Harvey Matthew J, Mason Nicholas J, McLean Andrew, Murray-Rust Peter, Rzepa Henry S, Stewart James J P
High Performance Computing Service, Imperial College London, London, SW7 2AZ UK.
Department of Chemistry, Imperial College London, South Kensington Campus, London, SW7 2AZ UK.
J Cheminform. 2015 Aug 27;7:43. doi: 10.1186/s13321-015-0093-3. eCollection 2015.
The desirable curation of 158,122 molecular geometries derived from the NCI set of reference molecules together with associated properties computed using the MOPAC semi-empirical quantum mechanical method and originally deposited in 2005 into the Cambridge DSpace repository as a data collection is reported.
The procedures involved in the curation included annotation of the original data using new MOPAC methods, updating the syntax of the CML documents used to express the data to ensure schema conformance and adding new metadata describing the entries together with a XML schema transformation to map the metadata schema to that used by the DataCite organisation. We have adopted a granularity model in which a DataCite persistent identifier (DOI) is created for each individual molecule to enable data discovery and data metrics at this level using DataCite tools.

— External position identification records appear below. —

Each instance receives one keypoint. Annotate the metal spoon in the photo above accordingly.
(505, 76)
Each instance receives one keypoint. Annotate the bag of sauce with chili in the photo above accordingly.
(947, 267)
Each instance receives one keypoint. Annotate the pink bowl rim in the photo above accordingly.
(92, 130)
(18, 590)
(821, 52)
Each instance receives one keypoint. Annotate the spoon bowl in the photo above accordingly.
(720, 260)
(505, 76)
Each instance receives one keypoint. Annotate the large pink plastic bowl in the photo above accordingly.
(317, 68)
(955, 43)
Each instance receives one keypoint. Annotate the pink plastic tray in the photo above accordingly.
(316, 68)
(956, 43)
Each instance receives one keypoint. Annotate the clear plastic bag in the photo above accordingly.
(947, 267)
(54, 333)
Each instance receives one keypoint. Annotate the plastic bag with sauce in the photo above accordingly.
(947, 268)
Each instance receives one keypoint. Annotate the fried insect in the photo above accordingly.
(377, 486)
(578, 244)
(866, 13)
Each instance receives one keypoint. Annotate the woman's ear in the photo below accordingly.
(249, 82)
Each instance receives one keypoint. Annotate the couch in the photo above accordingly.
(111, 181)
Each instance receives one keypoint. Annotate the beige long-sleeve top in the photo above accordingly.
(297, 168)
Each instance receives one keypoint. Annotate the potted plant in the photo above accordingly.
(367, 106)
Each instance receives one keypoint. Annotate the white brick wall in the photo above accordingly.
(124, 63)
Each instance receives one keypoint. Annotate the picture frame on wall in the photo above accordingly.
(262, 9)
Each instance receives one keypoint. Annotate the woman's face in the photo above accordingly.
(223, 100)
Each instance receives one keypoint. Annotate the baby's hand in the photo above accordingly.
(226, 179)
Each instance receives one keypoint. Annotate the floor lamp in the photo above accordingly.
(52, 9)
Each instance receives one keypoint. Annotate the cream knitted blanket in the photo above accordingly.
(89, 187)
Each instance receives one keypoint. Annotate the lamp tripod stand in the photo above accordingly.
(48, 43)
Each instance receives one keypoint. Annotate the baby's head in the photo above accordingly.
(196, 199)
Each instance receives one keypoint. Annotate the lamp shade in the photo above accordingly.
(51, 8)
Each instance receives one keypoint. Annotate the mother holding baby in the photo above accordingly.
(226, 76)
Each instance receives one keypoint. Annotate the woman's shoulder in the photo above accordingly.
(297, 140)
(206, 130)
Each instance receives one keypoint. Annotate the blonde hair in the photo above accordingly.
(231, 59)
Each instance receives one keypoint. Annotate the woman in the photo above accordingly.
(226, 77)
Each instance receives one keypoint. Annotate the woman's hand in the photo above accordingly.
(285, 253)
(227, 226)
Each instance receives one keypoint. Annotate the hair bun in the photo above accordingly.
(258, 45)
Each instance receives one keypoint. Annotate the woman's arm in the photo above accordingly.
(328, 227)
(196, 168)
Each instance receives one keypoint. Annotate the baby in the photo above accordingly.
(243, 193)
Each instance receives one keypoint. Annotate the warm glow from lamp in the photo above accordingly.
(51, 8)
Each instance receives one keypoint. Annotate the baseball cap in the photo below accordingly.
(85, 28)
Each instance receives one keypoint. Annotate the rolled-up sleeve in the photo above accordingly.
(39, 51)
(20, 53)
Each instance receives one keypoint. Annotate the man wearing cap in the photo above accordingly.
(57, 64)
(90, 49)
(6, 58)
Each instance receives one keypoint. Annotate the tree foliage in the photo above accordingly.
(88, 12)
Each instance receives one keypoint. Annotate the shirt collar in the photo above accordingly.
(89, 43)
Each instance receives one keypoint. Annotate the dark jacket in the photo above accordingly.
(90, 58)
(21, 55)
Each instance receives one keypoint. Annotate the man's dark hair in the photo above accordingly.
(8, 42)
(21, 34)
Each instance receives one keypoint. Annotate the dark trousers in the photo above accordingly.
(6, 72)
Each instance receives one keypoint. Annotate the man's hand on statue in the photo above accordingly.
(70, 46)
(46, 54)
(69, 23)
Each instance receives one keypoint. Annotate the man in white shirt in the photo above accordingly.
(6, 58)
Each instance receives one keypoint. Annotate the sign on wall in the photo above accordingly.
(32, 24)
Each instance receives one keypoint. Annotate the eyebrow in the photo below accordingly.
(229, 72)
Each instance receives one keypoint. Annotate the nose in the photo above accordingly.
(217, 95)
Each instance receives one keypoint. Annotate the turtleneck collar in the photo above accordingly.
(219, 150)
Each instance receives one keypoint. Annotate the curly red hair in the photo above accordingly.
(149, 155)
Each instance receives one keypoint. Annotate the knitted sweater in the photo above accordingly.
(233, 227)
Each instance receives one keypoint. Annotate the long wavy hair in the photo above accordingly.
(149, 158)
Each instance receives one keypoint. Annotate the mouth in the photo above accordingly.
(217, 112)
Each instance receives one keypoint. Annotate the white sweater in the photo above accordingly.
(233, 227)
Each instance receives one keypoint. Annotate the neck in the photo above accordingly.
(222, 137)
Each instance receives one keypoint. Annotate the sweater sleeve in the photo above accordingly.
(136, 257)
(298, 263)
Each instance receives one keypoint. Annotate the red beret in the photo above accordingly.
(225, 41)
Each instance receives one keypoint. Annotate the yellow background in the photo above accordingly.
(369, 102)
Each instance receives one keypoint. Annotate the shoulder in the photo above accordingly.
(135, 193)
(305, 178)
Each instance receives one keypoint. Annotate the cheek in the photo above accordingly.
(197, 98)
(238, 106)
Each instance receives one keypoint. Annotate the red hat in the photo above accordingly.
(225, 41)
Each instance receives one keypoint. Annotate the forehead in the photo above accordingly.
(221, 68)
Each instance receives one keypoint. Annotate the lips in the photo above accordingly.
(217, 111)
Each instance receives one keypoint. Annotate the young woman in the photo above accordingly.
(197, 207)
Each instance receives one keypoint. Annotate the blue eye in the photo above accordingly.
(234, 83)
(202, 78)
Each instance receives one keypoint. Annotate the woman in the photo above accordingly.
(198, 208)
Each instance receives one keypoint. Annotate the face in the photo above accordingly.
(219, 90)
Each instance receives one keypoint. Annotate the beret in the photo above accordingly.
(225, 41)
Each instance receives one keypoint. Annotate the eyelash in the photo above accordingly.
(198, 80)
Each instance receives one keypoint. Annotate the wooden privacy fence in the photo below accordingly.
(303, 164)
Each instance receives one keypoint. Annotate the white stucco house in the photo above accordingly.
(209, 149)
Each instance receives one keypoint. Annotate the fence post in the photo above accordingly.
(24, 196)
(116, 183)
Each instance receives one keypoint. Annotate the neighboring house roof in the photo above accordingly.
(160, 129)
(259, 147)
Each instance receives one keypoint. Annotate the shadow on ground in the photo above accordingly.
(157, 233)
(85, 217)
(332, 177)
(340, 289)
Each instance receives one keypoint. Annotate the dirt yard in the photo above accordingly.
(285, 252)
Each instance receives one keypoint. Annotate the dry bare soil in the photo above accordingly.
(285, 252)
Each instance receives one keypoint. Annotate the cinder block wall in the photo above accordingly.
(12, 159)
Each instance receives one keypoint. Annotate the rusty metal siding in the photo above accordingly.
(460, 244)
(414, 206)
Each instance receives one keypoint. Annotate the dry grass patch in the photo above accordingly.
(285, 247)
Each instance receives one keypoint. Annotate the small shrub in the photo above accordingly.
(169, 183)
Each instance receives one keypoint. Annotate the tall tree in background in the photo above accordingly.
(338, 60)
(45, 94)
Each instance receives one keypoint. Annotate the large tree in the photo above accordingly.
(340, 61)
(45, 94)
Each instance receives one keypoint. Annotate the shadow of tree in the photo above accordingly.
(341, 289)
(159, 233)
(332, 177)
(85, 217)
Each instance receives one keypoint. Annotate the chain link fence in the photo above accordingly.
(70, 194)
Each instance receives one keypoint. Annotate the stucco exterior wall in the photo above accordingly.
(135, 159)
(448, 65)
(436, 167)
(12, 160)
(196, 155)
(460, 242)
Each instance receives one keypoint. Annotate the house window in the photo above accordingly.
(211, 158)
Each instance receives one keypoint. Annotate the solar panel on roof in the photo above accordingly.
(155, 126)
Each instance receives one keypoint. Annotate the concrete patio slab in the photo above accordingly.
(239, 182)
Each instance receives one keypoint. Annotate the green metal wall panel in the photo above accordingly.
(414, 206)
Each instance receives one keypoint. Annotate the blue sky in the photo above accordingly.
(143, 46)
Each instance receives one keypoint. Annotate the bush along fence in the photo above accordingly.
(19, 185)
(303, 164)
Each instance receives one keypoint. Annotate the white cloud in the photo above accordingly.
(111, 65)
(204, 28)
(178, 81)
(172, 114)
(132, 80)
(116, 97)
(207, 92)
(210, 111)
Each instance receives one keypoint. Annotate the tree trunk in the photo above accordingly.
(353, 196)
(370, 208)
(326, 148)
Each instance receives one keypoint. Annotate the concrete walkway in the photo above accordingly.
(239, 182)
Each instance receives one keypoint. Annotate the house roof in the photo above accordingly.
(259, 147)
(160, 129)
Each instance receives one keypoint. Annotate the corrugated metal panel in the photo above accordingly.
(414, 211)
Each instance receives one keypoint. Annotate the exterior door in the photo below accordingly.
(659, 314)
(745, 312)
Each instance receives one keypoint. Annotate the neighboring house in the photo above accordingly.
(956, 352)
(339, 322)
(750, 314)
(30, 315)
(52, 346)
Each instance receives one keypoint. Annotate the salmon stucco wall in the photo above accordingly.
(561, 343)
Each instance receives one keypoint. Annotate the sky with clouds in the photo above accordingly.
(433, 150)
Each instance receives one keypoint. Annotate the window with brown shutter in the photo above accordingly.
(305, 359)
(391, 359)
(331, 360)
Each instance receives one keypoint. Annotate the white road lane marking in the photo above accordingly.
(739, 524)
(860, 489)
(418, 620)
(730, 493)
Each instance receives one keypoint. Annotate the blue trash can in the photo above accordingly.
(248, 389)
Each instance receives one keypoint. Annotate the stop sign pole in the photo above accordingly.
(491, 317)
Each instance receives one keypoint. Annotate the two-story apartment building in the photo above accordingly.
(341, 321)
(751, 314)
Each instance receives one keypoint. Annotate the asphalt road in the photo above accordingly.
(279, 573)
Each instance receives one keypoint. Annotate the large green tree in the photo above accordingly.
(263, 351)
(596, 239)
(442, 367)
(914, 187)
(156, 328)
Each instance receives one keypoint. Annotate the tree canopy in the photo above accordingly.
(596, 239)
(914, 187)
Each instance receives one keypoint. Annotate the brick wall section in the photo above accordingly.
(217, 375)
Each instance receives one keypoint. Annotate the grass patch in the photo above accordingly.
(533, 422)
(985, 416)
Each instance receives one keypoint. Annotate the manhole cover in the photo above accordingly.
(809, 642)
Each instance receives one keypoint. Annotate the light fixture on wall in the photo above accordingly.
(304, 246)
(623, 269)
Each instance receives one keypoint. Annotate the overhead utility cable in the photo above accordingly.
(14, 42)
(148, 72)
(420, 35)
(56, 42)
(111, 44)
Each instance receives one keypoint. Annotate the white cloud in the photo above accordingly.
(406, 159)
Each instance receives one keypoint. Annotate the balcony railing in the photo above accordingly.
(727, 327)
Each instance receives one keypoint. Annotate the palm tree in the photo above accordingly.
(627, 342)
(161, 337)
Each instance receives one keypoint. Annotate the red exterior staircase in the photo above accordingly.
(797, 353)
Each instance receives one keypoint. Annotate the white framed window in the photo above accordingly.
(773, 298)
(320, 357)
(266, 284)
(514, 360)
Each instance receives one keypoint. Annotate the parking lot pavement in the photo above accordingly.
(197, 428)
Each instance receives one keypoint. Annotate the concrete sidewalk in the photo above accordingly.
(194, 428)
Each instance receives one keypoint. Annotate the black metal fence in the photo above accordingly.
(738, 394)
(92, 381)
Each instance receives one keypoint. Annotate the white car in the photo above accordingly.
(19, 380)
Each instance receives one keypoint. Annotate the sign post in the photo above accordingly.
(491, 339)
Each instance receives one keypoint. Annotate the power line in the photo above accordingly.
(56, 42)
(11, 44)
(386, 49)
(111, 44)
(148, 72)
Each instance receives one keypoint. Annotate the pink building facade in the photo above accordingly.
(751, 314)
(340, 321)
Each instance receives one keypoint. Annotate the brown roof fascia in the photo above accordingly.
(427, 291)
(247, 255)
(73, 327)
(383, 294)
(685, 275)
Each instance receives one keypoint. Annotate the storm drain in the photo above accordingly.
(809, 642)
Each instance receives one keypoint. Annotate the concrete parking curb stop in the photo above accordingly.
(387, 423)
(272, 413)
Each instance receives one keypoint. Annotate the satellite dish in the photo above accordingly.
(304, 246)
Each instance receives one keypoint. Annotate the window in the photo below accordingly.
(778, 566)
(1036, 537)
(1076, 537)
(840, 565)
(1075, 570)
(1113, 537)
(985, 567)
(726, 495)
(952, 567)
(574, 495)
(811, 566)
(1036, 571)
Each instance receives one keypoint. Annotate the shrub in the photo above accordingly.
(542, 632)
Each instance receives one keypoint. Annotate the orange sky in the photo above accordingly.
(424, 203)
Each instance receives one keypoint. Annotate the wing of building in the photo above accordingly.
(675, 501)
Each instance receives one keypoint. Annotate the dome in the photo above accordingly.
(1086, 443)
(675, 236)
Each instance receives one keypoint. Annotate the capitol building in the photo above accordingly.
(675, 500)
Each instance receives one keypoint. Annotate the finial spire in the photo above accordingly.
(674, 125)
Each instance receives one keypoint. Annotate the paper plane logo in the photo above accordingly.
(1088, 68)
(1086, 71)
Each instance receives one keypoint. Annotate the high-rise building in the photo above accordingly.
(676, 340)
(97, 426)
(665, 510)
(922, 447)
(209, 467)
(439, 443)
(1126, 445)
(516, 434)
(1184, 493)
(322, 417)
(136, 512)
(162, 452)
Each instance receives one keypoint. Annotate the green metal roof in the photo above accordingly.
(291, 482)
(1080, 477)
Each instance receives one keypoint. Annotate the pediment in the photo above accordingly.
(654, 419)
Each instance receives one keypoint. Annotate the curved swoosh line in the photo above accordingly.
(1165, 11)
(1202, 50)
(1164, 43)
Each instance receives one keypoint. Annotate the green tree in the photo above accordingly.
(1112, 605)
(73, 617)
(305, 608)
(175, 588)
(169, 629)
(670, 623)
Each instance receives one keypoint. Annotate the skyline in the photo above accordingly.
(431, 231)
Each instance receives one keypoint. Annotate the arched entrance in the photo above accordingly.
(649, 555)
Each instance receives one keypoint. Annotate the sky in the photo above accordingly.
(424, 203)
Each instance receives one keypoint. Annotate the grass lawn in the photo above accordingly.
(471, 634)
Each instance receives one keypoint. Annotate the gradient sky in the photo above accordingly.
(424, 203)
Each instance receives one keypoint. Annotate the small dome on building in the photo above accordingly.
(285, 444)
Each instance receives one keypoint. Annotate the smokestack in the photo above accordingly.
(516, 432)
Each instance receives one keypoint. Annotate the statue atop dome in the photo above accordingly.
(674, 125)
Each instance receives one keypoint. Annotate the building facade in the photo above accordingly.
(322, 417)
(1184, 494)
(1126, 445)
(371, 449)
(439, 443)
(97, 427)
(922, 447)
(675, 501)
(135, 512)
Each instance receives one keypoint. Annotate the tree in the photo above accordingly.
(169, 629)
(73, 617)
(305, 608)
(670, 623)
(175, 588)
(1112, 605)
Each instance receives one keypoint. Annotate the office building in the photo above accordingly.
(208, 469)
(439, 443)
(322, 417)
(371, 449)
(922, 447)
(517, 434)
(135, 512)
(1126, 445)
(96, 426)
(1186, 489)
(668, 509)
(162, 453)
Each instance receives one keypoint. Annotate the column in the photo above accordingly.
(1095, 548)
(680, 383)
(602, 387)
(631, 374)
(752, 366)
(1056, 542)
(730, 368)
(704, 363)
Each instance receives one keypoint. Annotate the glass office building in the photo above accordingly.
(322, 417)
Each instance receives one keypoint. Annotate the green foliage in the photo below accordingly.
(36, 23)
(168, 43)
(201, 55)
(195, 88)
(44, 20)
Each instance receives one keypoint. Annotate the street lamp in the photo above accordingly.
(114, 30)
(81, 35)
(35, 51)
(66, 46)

We recommend that the future research data management (RDM) of the scientific and chemical data components associated with journal articles (the "supporting information") should be conducted in a manner that facilitates automatic periodic curation. Graphical abstractStandards and metadata-based curation of a decade-old digital repository dataset of molecular information.
报告了对源自美国国立癌症研究所(NCI)参考分子集的158,122种分子几何结构进行的理想整理,以及使用MOPAC半经验量子力学方法计算的相关属性,这些数据最初于2005年作为一个数据集存入剑桥DSpace知识库。
整理过程涉及的步骤包括使用新的MOPAC方法对原始数据进行注释,更新用于表达数据的CML文档的语法以确保符合模式,并添加描述条目的新元数据以及进行XML模式转换,以将元数据模式映射为DataCite组织使用的模式。我们采用了一种粒度模型,为每个单独的分子创建一个DataCite持久标识符(DOI),以便使用DataCite工具在此级别进行数据发现和数据计量。
我们建议,与期刊文章相关的科学和化学数据组件(“支持信息”)的未来研究数据管理(RDM)应以促进自动定期整理的方式进行。图形摘要基于标准和元数据对一个有十年历史的分子信息数字存储库数据集进行整理。